# MIE1624H - Watson Analytics - Natural Language Understanding API Tutorial

The Watson Analytics Natural Language Understanding service analyzes provided text (in text,url, or html format) for the specified semantic features.

It can extract entities, concepts, keywords, categories, relations, sentiment, and emotions from provided text.

Custom models can also be created with the Watson Knowledge Studio to detect custom entities and relations.

More information regarding this service can be found in the IBM Watson Documentation: 
https://www.ibm.com/watson/developercloud/natural-language-understanding/api/v1/?python#introduction

The Watson Language Classifier service also lets you build custom classifiers to classify texts provided that you have training data.

You can pass this a question, and it will return a key with the best matching answer based on the classes it was trained on. 

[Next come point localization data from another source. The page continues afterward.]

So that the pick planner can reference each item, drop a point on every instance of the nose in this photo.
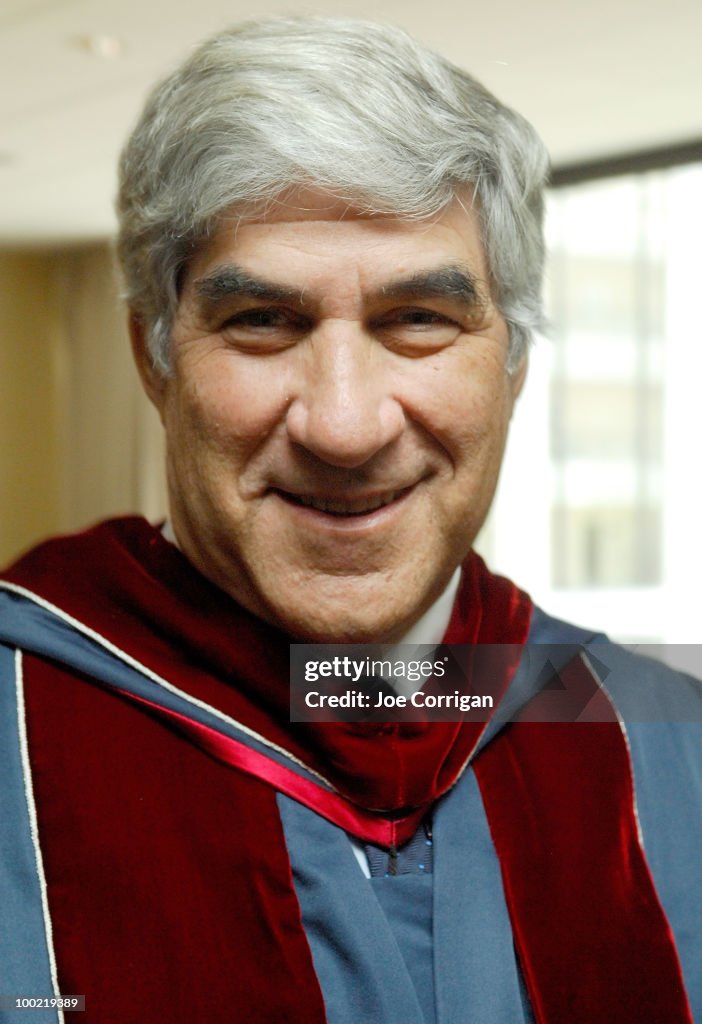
(344, 411)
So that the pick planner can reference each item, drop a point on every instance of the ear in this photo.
(152, 379)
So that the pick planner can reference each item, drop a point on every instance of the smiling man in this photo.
(332, 246)
(336, 412)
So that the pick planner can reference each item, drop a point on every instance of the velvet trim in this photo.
(591, 937)
(138, 592)
(168, 878)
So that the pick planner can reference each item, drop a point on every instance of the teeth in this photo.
(347, 508)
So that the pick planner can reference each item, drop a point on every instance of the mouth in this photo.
(344, 508)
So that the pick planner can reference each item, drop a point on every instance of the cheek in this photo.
(229, 406)
(465, 407)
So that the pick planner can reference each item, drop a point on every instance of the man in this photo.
(332, 245)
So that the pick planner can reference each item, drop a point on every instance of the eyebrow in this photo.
(445, 282)
(225, 282)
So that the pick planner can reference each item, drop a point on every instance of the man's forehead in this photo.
(309, 236)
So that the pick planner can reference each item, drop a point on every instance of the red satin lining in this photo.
(369, 828)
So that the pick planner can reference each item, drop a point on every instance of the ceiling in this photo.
(597, 80)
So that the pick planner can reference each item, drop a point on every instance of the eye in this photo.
(417, 329)
(264, 328)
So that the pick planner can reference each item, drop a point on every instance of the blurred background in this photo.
(600, 505)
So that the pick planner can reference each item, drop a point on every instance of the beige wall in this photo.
(79, 441)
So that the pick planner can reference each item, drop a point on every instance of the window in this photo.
(599, 512)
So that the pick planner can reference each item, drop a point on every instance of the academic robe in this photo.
(175, 849)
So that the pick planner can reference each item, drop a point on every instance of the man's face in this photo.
(336, 415)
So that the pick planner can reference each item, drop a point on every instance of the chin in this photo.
(362, 625)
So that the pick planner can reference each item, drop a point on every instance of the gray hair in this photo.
(355, 109)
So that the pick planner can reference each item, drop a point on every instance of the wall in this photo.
(79, 439)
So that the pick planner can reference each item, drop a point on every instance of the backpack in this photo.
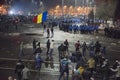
(64, 64)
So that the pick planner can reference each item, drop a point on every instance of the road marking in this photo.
(25, 60)
(54, 72)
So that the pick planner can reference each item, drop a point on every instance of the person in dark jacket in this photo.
(18, 69)
(48, 46)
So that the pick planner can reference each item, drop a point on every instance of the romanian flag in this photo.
(40, 17)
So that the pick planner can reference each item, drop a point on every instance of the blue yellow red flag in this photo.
(40, 17)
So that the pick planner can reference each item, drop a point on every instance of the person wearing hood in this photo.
(117, 70)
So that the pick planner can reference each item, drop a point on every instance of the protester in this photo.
(66, 43)
(25, 73)
(84, 48)
(91, 65)
(21, 53)
(97, 47)
(64, 68)
(78, 74)
(52, 31)
(48, 33)
(34, 44)
(51, 48)
(48, 46)
(117, 71)
(39, 61)
(77, 46)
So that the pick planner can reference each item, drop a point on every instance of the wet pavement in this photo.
(9, 49)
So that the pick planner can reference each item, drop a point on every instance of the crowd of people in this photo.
(87, 68)
(112, 32)
(88, 61)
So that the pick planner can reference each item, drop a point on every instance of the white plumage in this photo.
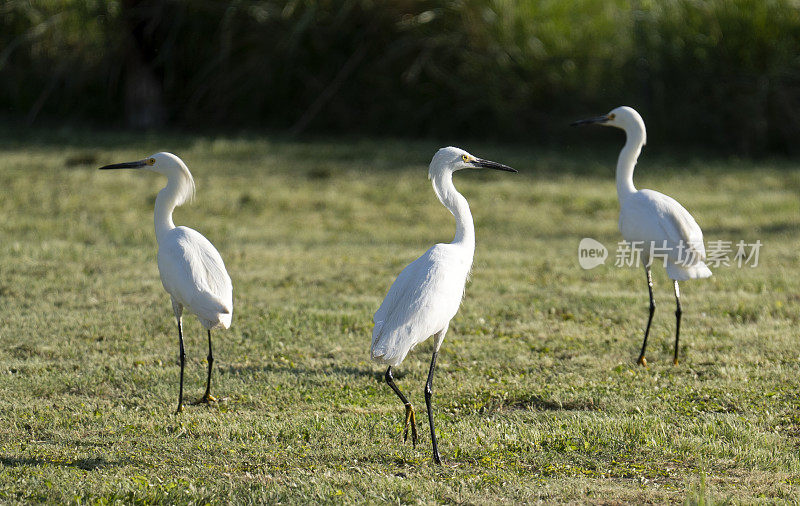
(653, 221)
(193, 273)
(192, 270)
(651, 217)
(427, 293)
(421, 302)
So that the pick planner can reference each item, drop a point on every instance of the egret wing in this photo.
(193, 272)
(420, 303)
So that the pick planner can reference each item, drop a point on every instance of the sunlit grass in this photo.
(536, 395)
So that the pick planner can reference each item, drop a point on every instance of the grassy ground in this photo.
(537, 396)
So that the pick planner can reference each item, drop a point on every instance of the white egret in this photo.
(192, 270)
(427, 293)
(655, 222)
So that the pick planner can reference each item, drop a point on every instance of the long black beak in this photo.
(589, 121)
(487, 164)
(126, 165)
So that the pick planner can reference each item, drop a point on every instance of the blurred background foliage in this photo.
(720, 72)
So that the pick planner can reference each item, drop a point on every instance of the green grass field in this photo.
(537, 396)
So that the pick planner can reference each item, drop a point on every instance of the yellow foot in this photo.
(206, 399)
(411, 419)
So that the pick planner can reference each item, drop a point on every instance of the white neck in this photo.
(166, 201)
(458, 206)
(627, 161)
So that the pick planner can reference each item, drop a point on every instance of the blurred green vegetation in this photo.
(721, 72)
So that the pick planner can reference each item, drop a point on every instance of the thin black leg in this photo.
(678, 313)
(428, 394)
(182, 357)
(642, 360)
(411, 418)
(207, 396)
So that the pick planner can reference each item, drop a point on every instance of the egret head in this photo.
(167, 164)
(451, 159)
(625, 118)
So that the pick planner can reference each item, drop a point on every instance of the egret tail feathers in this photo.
(212, 310)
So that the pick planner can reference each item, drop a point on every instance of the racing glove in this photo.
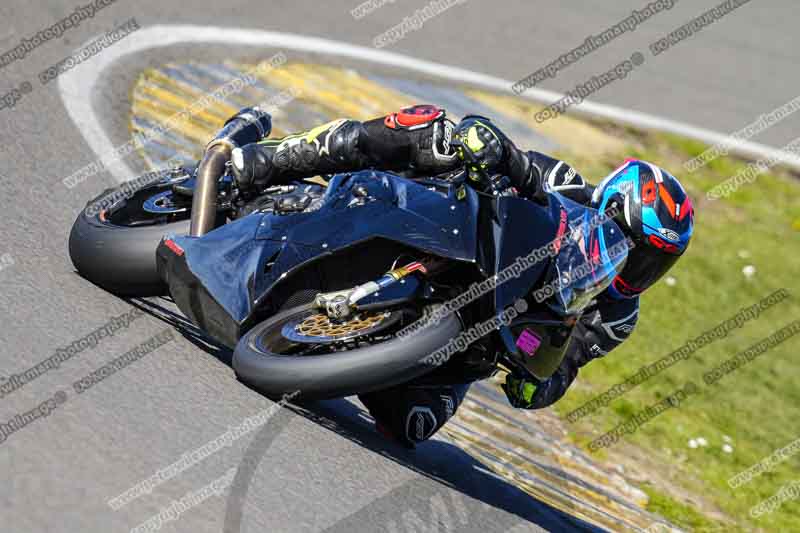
(251, 165)
(479, 145)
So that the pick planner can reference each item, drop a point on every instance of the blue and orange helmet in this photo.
(655, 212)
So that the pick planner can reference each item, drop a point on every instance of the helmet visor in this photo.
(644, 267)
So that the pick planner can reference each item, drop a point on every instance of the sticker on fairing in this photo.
(528, 342)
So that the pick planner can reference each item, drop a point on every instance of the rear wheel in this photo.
(114, 246)
(302, 351)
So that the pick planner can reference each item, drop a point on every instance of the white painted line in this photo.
(76, 86)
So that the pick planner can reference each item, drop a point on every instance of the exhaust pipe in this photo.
(204, 204)
(248, 126)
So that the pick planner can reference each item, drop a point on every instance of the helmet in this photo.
(655, 212)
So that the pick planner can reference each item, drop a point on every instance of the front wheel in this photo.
(301, 351)
(113, 241)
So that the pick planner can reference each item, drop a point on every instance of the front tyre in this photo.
(276, 357)
(113, 241)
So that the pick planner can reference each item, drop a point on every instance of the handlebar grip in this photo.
(249, 125)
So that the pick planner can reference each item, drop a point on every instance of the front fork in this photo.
(397, 285)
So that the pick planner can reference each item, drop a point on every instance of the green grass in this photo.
(758, 406)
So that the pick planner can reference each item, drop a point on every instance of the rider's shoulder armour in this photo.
(415, 117)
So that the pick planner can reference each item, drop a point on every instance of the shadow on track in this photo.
(452, 492)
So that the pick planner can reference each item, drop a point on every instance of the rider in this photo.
(656, 213)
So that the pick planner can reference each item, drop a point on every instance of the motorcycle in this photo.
(368, 281)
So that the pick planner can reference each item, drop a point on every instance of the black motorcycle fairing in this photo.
(231, 270)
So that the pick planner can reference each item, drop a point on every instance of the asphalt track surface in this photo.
(318, 467)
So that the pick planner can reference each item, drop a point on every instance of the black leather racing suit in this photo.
(414, 411)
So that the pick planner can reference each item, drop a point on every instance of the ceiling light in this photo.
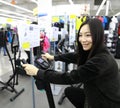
(14, 13)
(4, 2)
(71, 2)
(11, 16)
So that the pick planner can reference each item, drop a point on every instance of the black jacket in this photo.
(99, 74)
(2, 39)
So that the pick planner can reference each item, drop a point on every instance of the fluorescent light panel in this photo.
(18, 7)
(14, 13)
(11, 16)
(71, 2)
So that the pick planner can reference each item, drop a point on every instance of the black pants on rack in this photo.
(76, 96)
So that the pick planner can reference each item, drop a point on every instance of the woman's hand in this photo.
(47, 56)
(30, 69)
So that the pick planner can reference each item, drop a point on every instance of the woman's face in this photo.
(85, 37)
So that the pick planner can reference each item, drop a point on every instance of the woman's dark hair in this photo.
(97, 32)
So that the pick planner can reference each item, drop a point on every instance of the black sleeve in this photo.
(68, 57)
(89, 71)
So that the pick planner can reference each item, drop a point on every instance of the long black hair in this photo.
(97, 32)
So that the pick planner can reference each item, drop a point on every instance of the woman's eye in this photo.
(88, 35)
(80, 35)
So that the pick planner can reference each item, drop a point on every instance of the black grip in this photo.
(24, 61)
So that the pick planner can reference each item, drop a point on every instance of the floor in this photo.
(25, 99)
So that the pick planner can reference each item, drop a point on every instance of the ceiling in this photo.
(30, 5)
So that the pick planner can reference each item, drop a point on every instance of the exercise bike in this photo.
(13, 80)
(42, 84)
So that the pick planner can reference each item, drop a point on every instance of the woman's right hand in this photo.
(47, 56)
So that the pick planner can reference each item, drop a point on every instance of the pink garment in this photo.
(46, 44)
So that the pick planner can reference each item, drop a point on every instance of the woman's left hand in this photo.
(30, 69)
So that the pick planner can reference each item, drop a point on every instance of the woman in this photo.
(3, 41)
(97, 70)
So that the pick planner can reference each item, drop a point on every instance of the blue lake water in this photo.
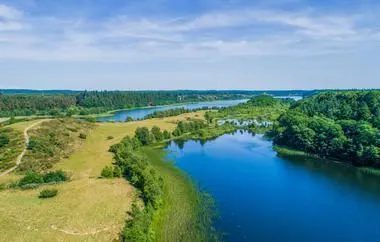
(262, 197)
(120, 116)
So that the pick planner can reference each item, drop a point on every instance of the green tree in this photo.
(107, 172)
(143, 135)
(4, 140)
(156, 131)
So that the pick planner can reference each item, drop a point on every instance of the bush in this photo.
(82, 136)
(107, 172)
(30, 186)
(116, 171)
(31, 178)
(48, 193)
(55, 176)
(4, 140)
(129, 119)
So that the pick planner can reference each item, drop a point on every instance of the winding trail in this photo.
(26, 137)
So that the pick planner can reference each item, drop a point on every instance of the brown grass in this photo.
(86, 208)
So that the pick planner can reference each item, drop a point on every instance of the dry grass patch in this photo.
(86, 208)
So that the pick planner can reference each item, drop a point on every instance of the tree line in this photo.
(90, 102)
(340, 125)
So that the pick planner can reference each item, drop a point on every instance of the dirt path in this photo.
(70, 232)
(19, 158)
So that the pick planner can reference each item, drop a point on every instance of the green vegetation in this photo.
(53, 141)
(33, 180)
(140, 164)
(342, 126)
(48, 193)
(141, 174)
(11, 145)
(111, 172)
(95, 102)
(260, 108)
(174, 112)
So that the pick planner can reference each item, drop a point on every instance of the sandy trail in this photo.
(19, 158)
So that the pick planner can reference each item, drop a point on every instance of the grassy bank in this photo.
(184, 215)
(287, 152)
(86, 208)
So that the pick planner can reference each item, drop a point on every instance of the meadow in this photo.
(86, 208)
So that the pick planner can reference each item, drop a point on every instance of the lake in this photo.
(138, 113)
(262, 197)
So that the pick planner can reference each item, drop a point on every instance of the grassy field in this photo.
(86, 208)
(11, 149)
(176, 220)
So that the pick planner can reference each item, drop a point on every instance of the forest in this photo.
(65, 102)
(339, 125)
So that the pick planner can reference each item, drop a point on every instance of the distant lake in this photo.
(262, 197)
(120, 116)
(138, 113)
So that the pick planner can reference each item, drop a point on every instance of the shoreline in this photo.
(288, 152)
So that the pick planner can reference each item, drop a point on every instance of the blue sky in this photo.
(189, 44)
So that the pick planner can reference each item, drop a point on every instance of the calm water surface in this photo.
(138, 113)
(261, 197)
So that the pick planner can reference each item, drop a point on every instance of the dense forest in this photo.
(66, 102)
(74, 103)
(339, 125)
(260, 108)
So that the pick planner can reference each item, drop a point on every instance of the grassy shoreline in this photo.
(179, 218)
(287, 152)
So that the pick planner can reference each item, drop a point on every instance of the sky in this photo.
(189, 44)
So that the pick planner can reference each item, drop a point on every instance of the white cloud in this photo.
(211, 35)
(9, 13)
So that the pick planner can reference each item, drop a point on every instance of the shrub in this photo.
(129, 119)
(30, 186)
(4, 140)
(82, 136)
(55, 176)
(48, 193)
(143, 135)
(116, 171)
(107, 172)
(31, 178)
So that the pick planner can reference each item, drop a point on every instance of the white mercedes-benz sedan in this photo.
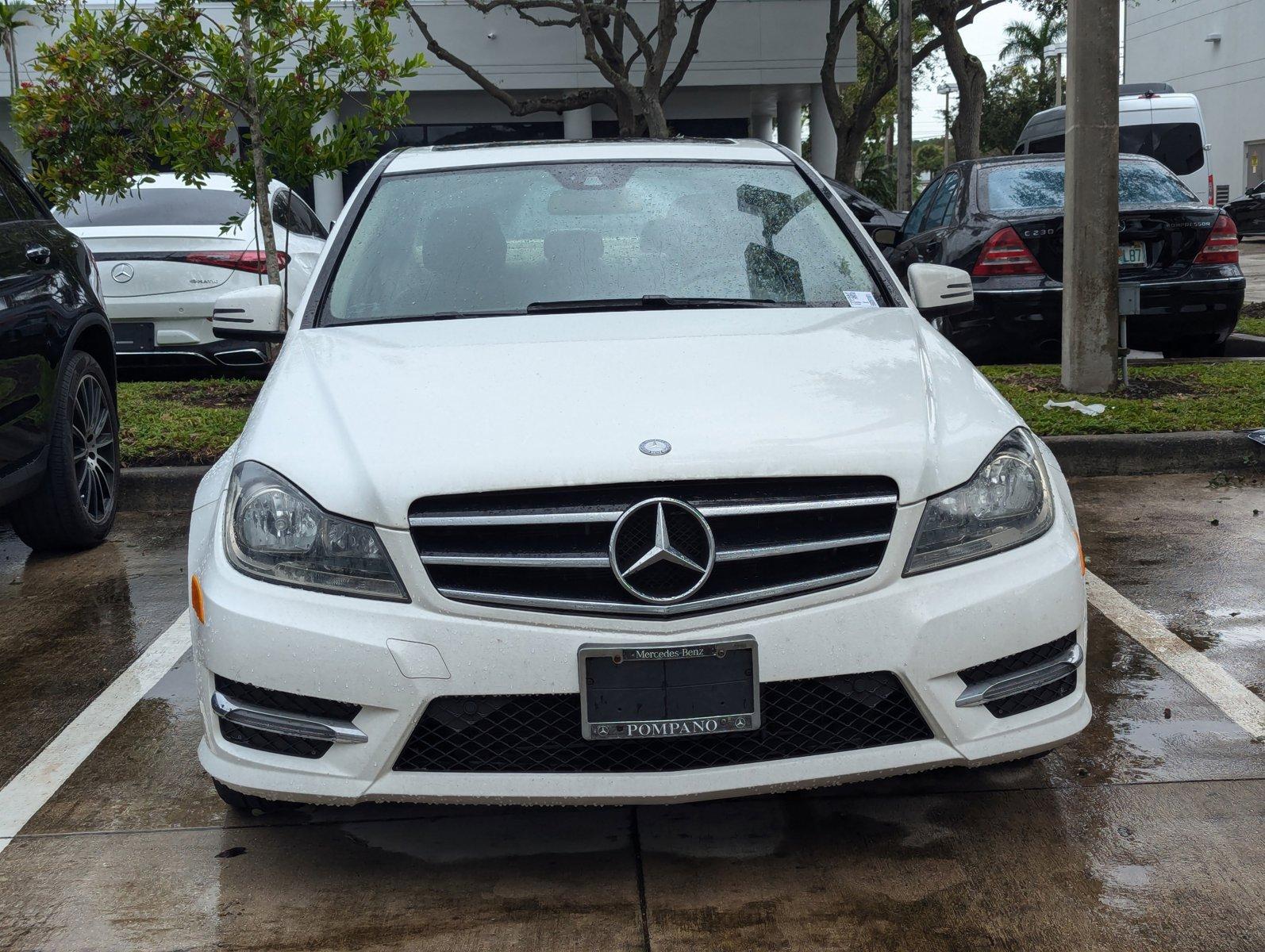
(621, 473)
(167, 251)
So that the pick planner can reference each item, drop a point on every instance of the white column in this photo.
(327, 190)
(579, 123)
(825, 143)
(791, 118)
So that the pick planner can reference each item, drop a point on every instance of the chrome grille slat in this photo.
(698, 605)
(521, 562)
(549, 549)
(706, 509)
(764, 551)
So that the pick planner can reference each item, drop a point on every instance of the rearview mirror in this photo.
(249, 314)
(773, 276)
(940, 291)
(885, 236)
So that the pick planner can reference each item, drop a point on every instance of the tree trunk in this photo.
(261, 170)
(971, 80)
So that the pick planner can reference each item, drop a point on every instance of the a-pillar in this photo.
(825, 143)
(579, 123)
(327, 190)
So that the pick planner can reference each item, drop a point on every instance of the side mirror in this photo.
(940, 291)
(885, 236)
(249, 314)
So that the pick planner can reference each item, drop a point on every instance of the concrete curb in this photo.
(171, 488)
(160, 488)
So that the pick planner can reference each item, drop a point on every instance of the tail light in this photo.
(253, 262)
(1005, 253)
(1222, 244)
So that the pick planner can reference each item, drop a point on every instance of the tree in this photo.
(1012, 96)
(128, 85)
(1028, 43)
(852, 110)
(630, 59)
(10, 21)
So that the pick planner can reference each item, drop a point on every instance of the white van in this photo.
(1165, 125)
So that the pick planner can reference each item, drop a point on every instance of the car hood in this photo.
(367, 419)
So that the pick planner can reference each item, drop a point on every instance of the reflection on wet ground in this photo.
(1146, 832)
(1190, 549)
(68, 624)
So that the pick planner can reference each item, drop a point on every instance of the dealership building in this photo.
(1212, 48)
(758, 68)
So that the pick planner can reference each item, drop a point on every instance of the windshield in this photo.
(515, 238)
(157, 206)
(1039, 185)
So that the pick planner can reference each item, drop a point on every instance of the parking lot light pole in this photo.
(905, 109)
(947, 89)
(1090, 263)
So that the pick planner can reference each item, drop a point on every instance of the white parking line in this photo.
(1205, 677)
(21, 797)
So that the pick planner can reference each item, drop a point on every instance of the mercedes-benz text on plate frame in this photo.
(852, 560)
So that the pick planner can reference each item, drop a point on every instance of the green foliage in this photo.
(1012, 96)
(128, 85)
(1165, 398)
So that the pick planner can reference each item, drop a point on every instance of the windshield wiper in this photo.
(647, 302)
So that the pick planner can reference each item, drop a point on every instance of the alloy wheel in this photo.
(93, 440)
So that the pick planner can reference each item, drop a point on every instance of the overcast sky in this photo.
(984, 38)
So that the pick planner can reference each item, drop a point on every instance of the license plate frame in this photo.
(675, 696)
(1132, 255)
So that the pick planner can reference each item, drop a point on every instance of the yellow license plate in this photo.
(1132, 255)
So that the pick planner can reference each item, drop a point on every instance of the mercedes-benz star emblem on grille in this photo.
(662, 551)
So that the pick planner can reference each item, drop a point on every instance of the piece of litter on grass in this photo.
(1092, 410)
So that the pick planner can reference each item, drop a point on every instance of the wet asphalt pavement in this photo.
(1146, 832)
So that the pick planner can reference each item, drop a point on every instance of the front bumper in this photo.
(392, 659)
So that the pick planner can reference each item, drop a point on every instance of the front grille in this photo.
(283, 701)
(1020, 662)
(539, 734)
(549, 549)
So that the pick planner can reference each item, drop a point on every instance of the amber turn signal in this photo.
(195, 598)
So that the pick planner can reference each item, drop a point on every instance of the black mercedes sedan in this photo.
(869, 213)
(1001, 219)
(1249, 211)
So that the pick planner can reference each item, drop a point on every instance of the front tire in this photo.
(248, 803)
(75, 505)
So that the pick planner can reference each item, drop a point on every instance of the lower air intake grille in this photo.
(1031, 658)
(539, 734)
(552, 549)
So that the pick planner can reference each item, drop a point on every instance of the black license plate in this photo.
(668, 690)
(133, 336)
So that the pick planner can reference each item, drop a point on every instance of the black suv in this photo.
(59, 417)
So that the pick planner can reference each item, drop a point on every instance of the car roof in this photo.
(434, 157)
(988, 161)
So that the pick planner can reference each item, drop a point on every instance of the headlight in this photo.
(1006, 504)
(275, 532)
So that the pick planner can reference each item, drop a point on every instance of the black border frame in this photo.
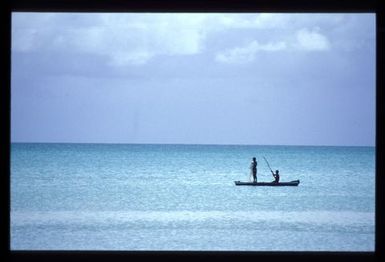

More information about the classifier service can also be found in the IBM Watson Documention:
https://www.ibm.com/watson/developercloud/natural-language-classifier/api/v1/#introduction

The possible features that can be extracted are as follows:

- **Concepts**: 
    - Returns the concept name, relevance source, and link to the concept's DBpedia page
    - e.g. given ibm.com, returns Social network service, Thomas J. Watson, and Lotus Software
- **Categories**:
    - Categorize your content into a 5-level taxonomy and returns the top 3 categories
- **Emotion**:
    - Detects emotions conveyed by the entire body of text
- **Entities**:
    - Identify people, cities, organizations, and other types of entities present in the provided text
    - Can also specify identify emotions, and sentiments related to entities found
- **Keywords**:
    - Identify important keywords in the text
    - Can also specify identify emotions, and sentiments related to keywords found
- **MetaData**:
    - Get document metadata for html/url inputs such as author name, title, RSS/ATOM feeds, prominent page image, and publication date
- **Relations**:
    - Recognize when two entities are related, and identify the type of relation
    - E.g. "awardedTo" relation might connect the entities "Nobel Prize" and "Albert Einstein"
- **SemanticRoles**:
    - Parse sentence in subject, action, and object form
- **Sentiment**:
    - Analyze the general statement of your content or analyze the sentiment toward specific phrases found in the text

#### Download necessary libraries

In [1]:
!pip install watson-developer-cloud



#### Import necessary libraries

In [2]:
from watson_developer_cloud import NaturalLanguageUnderstandingV1 as NLU
from watson_developer_cloud.natural_language_understanding_v1 \
    import Features, EntitiesOptions, KeywordsOptions, ConceptsOptions,\
        CategoriesOptions, EmotionOptions, SemanticRolesOptions, \
        MetadataOptions, SentimentOptions, RelationsOptions
import json

### Insert API credentials from Bluemix
This is found by going the API's page and looking under 'Service Credentials'. The username and password can be viewed by clicking 'View Credentials' next to your Key Name.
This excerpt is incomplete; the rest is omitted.